When it was finally decided that Mr. Phillips was to sever his long relation to McClure’s several members of the editorial staff resigned, including Ray Stannard Baker, Lincoln Steffens, John Siddall, the efficient young managing editor Albert Boyden, and myself. We could not see the magazine without Mr. Phillips.

The last day we left the office, then on Twenty-third Street near Fourth Avenue, some of us went together to Madison Square and sat on a bench talking over our future. We were derelicts without a job.

But not for long.

First year of The American Magazine, 1907

There was then in New York, though it was not generally known, a magazine group which wanted a change. The magazine was very old—long known as Frank Leslie’s Illustrated Monthly, recently changed to The American Magazine. Its owner was Frederick L. Colver; its editor, Ellery Sedgwick (afterward editor of the Atlantic); its publisher, William Morrow (afterward the founder of William Morrow & Company, the book publishing house). Mr. Colver approached Mr. Phillips: “Why don’t you take it over?”

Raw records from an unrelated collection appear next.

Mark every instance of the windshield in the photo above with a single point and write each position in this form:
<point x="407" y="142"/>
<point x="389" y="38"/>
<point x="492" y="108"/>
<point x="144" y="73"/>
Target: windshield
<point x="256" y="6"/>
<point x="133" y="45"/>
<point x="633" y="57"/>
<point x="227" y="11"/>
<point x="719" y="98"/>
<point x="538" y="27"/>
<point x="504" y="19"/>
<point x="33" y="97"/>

Finally in council assembled, our editorial group together with David A. McKinlay and John Trainor of the McClure business department, decided to incorporate the Phillips Publishing Company and buy The American Magazine. With what we could put in ourselves and money from the sale of stock to interested friends, we secured funds for the purchase and sufficient working capital.

We left McClure’s in March: six months later, October, 1906, appeared our first issue. The announcement shows how seriously we took ourselves, as befitted people who had seen something in which they deeply believed go to pieces. We had been too cruelly bruised to take anything lightly, but luckily we were able to make two additions to our staff, each man with a vein of humor not to be dried up or muddled by any cataclysms—William Allen White and Finley Peter Dunne (Mr. Dooley).

We had known Mr. White in the McClure’s office since the day of his famous editorial, “What’s the Matter with Kansas?” After that came his Boyville stories, two or three of which McClure’s published, and then at intervals studies of political situations and political figures. It was not long before he began to come to New York. He was a little city-shy then, or wanted us to think so. As I was one of the official entertainers of the group, it occasionally fell to me to “take him by the hand,” as he put it, and show him the town. I could have hardly had a more delightful experience. He judged New York by Kansas standards, and New York usually suffered. His affection and loyalty for his state, his appreciation and understanding of everything that she does—wise and foolish—the incomparable journalistic style in which he presents her are what has made him so valuable a national citizen. His crowning achievement among the many to be credited to him has been remaining first, last, and always the editor of the Emporia Gazette. A staunch friendship had sprung up between Mr. White and Mr. Phillips, and it was natural enough that he interested himself in the new venture.

As for Peter Dunne, we went after him and rather to my surprise he came along, taking a desk in our cramped offices and appearing with amazing regularity. At this time he was some forty years old—the greatest satirist in my judgment the country has yet produced. He had a wide knowledge of men and their ways. There was no malice in his judgments, but a great contempt for humbuggery as well as for all forms of self-deception devoted to uplifting the world. However, he felt kindly towards our ardent desire to improve things by demonstrating their unsoundness and approved our unwillingness to use any other tools than those which belonged legitimately to our profession. He came out strongest in his contributions to the department of editorial comment, which Mr. Phillips had introduced under the head of “The Interpreter’s House.” We were all supposed to contribute whatever was on our minds to this department. Mr. Phillips and Mr. Dunne did the censoring and dovetailing. I did not often make “The Interpreter’s House,” much to my chagrin. Dunne said, “You sputter like a woman,” which I fear was true. If it had not been for him the first Christmas issue of “The Interpreter’s House” would have been bleak reading. We had each of us broken forth in lament for the particular evil of the world which was disturbing us, offering our remedies.